What If Wednesday: The College Football Playoff in FCS Playoffs Format
Surest indicators we have reached early summer: the NBA Playoffs are at a fever pitch, schools are letting out for the coming months, college football preview magazines are on store shelves (order a copy of the Athlon Sports SEC Preview for my exclusive Q&A with Georgia quarterback JT Daniels, and the Lindy’s Sports Annual, with my preview of the Pac-12 and feature on ground breaking Brown University quarterbacks coach Heather Marini)…and anonymously sourced rumors of College Football Playoff expansion rattle around the internet once more.
Even before the first Playoff kicked off six years, a vocal contingent already began pushing expansion of the field from four. Inconsistent standards by which resumes are evaluated, growing apathy due to redundancy and the ESPN-led devaluing of anything in the sport not directly impacting the Playoff have only increased the discontent for the current setup.
While the specifics of an expanded Playoff remain unclear, I have often wondered how the FBS postseason would look if it had adopted an FCS-style tournament. The Div. I-AA/FCS Playoffs invited 16 teams from inception through 2009, expanded to 20 teams in 2010, then ultimately landed on the 24 participants in 2013. The spring 2021 Playoffs included 16 teams, but only due to the COVID-19-shortened campaign.

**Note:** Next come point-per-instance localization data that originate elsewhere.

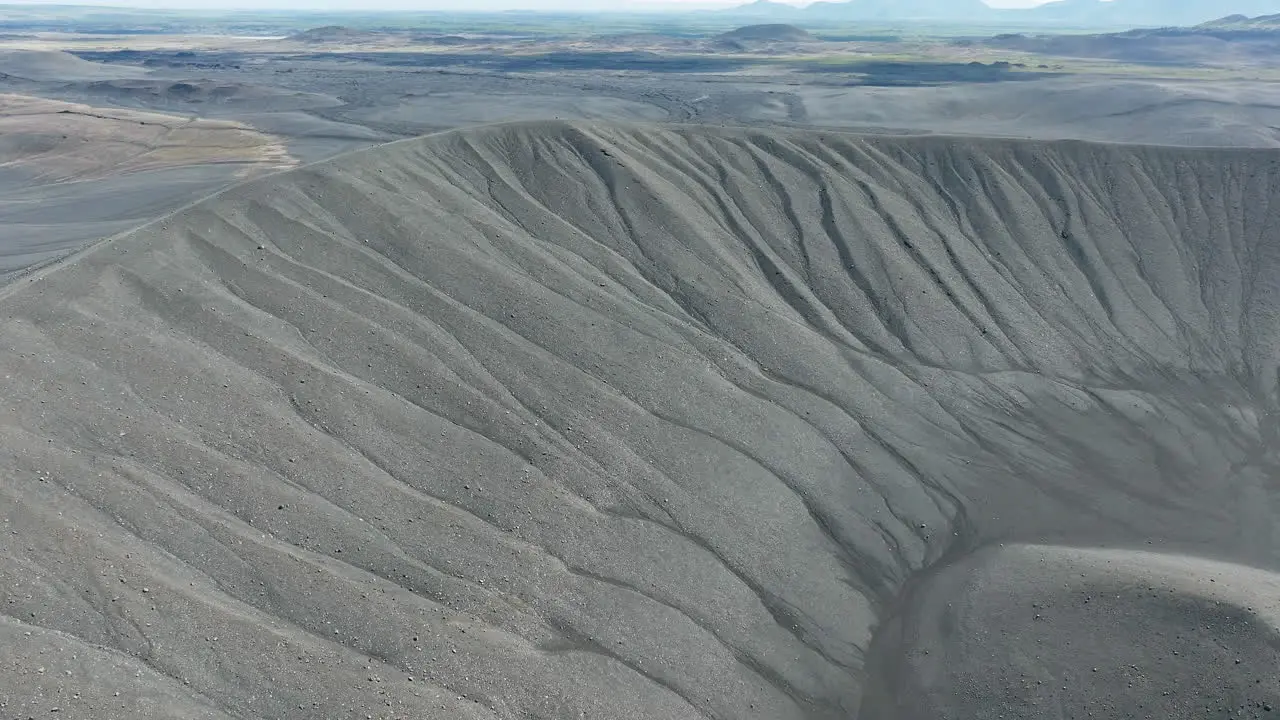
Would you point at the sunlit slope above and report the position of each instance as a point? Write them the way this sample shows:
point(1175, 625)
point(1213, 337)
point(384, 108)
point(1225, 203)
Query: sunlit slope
point(544, 420)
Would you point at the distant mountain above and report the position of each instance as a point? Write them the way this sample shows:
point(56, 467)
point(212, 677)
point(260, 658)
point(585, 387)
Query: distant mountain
point(766, 8)
point(1243, 23)
point(1083, 13)
point(776, 32)
point(1139, 13)
point(900, 10)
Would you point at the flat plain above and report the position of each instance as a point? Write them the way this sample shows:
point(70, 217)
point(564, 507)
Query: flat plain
point(736, 374)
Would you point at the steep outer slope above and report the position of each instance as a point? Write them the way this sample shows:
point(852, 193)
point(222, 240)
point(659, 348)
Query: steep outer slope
point(557, 420)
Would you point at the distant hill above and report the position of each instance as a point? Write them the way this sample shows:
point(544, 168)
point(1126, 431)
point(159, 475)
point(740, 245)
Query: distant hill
point(1243, 22)
point(767, 8)
point(776, 32)
point(333, 33)
point(1082, 13)
point(1232, 40)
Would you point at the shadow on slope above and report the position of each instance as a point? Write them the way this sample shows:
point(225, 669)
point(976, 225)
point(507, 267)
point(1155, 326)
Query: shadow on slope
point(549, 419)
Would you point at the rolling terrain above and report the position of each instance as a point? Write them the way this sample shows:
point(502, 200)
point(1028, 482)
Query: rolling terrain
point(600, 420)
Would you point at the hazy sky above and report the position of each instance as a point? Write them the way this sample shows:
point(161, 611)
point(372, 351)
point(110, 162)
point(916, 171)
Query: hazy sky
point(448, 4)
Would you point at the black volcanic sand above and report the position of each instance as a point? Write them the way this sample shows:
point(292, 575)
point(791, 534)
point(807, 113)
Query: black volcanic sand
point(563, 420)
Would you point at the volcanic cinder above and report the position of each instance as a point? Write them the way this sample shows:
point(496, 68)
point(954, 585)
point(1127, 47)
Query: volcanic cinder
point(593, 420)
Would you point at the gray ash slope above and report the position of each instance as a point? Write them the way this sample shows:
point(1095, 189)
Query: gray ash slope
point(560, 420)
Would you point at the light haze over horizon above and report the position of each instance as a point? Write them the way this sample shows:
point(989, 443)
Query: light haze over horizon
point(448, 5)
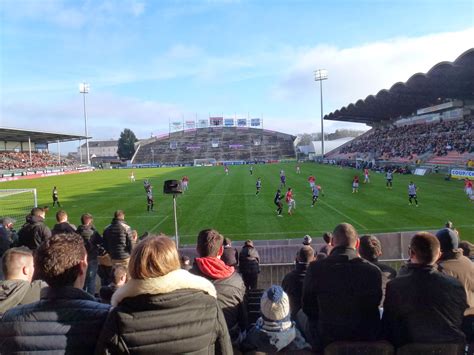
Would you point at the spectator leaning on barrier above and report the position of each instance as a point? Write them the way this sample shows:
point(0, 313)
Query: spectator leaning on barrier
point(424, 306)
point(452, 262)
point(163, 309)
point(293, 281)
point(34, 231)
point(17, 288)
point(66, 319)
point(249, 265)
point(228, 283)
point(341, 294)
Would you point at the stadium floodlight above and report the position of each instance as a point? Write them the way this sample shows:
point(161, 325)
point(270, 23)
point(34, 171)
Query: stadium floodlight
point(84, 89)
point(320, 75)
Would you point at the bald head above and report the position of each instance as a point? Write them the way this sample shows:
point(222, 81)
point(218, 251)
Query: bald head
point(17, 264)
point(344, 235)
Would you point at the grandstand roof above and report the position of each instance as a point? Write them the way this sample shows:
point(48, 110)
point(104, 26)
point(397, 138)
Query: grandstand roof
point(22, 135)
point(445, 80)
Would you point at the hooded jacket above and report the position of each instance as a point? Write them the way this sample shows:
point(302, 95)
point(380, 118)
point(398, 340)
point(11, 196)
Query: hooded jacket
point(18, 292)
point(424, 306)
point(172, 314)
point(230, 292)
point(33, 232)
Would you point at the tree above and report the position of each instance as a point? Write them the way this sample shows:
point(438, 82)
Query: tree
point(126, 144)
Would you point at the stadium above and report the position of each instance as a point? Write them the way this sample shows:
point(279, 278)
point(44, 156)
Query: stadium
point(421, 131)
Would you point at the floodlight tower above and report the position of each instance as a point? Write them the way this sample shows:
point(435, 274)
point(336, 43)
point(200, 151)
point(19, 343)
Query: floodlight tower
point(84, 89)
point(320, 75)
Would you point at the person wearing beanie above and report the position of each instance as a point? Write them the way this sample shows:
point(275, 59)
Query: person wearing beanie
point(274, 331)
point(453, 263)
point(293, 281)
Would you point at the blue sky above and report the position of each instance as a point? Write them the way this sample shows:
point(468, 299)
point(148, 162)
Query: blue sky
point(151, 61)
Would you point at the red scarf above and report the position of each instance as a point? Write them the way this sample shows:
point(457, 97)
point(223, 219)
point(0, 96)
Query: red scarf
point(214, 267)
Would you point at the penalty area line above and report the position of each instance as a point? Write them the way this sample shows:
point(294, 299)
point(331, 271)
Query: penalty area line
point(158, 224)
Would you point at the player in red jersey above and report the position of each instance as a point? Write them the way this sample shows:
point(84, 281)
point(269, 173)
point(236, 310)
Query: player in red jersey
point(290, 201)
point(355, 184)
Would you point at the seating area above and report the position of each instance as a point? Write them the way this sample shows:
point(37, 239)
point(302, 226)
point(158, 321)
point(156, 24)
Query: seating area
point(233, 144)
point(406, 143)
point(21, 160)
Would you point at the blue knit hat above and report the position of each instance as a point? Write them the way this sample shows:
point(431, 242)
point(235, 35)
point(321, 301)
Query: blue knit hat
point(274, 304)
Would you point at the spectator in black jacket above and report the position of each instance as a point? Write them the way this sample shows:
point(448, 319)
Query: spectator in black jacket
point(118, 239)
point(94, 247)
point(63, 225)
point(228, 283)
point(249, 265)
point(66, 319)
point(424, 305)
point(230, 255)
point(17, 288)
point(341, 294)
point(370, 249)
point(292, 283)
point(164, 309)
point(34, 231)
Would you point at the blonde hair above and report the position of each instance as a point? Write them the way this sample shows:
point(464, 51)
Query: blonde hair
point(154, 256)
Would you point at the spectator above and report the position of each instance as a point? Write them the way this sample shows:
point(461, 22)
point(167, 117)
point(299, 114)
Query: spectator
point(228, 283)
point(163, 309)
point(249, 265)
point(66, 319)
point(326, 249)
point(274, 331)
point(17, 289)
point(424, 306)
point(230, 255)
point(34, 231)
point(453, 263)
point(119, 278)
point(370, 249)
point(118, 239)
point(94, 247)
point(293, 281)
point(185, 262)
point(341, 294)
point(63, 225)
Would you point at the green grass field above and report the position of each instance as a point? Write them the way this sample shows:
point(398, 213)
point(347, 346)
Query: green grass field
point(228, 203)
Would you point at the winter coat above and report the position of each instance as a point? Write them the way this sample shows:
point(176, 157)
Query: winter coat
point(173, 314)
point(92, 241)
point(292, 284)
point(118, 239)
point(231, 299)
point(33, 232)
point(249, 260)
point(18, 292)
point(424, 306)
point(63, 227)
point(341, 295)
point(65, 320)
point(230, 256)
point(455, 264)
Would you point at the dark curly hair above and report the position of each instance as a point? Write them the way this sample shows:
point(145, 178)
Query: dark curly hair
point(57, 260)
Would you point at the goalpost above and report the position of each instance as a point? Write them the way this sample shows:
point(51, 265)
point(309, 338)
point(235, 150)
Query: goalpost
point(17, 203)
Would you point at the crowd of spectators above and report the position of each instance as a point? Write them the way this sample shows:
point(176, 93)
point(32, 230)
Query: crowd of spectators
point(416, 139)
point(150, 301)
point(21, 160)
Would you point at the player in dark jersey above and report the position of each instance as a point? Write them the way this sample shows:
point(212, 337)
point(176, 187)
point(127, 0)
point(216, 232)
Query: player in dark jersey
point(55, 197)
point(258, 185)
point(277, 201)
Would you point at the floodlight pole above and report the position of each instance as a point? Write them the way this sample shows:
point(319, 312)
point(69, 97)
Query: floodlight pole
point(320, 75)
point(84, 89)
point(176, 238)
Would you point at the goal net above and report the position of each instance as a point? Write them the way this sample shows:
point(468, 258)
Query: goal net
point(205, 162)
point(17, 203)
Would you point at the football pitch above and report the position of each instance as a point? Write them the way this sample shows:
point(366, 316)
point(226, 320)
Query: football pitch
point(229, 204)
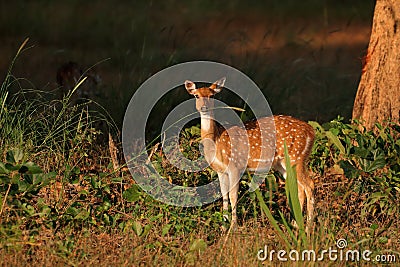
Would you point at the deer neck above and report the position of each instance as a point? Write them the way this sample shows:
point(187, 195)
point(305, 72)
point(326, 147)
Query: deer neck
point(209, 134)
point(208, 126)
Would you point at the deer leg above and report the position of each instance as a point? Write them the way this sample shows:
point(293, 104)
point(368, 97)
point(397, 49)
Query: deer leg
point(307, 189)
point(234, 179)
point(224, 184)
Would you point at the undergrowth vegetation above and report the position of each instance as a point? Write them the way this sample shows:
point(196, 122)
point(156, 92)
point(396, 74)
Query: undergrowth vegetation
point(63, 202)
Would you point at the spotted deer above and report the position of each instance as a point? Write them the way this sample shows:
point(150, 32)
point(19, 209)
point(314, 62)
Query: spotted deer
point(255, 147)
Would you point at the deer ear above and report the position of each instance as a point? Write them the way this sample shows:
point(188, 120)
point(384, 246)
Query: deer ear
point(218, 85)
point(190, 86)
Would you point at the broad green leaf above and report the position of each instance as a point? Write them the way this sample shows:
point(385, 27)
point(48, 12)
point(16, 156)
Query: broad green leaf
point(335, 140)
point(14, 156)
point(132, 194)
point(293, 195)
point(137, 227)
point(165, 229)
point(3, 169)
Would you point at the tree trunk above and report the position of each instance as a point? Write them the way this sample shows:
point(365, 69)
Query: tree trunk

The FCS system grants automatic bids to all conferences that choose to participate — that is, all but the Ivy League, MEAC and SWAC. The remainder of the field is made up of at-large bids.
The top eight teams receive 1st Round byes, with the other 16 playing on opening weekend.
Back to the topic of the COVID season, our exercise applying the FCS format to FBS begins with 2020, the most frustrating year to formulate. Creating a bracket is hard enough in normal times with everyone playing 12 or 13 games but of varying difficulties; with the fluctuations in schedule length and protocol shutdowns, the process becomes especially maddening.
Creating some level of uniformity in an expanded field wherein all 10 conferences receive an automatic bid would be ideal. That means everyone playing the same amount of conference and non-conference games. The elimination of conference championships is a must to avoid making the season unnecessary long.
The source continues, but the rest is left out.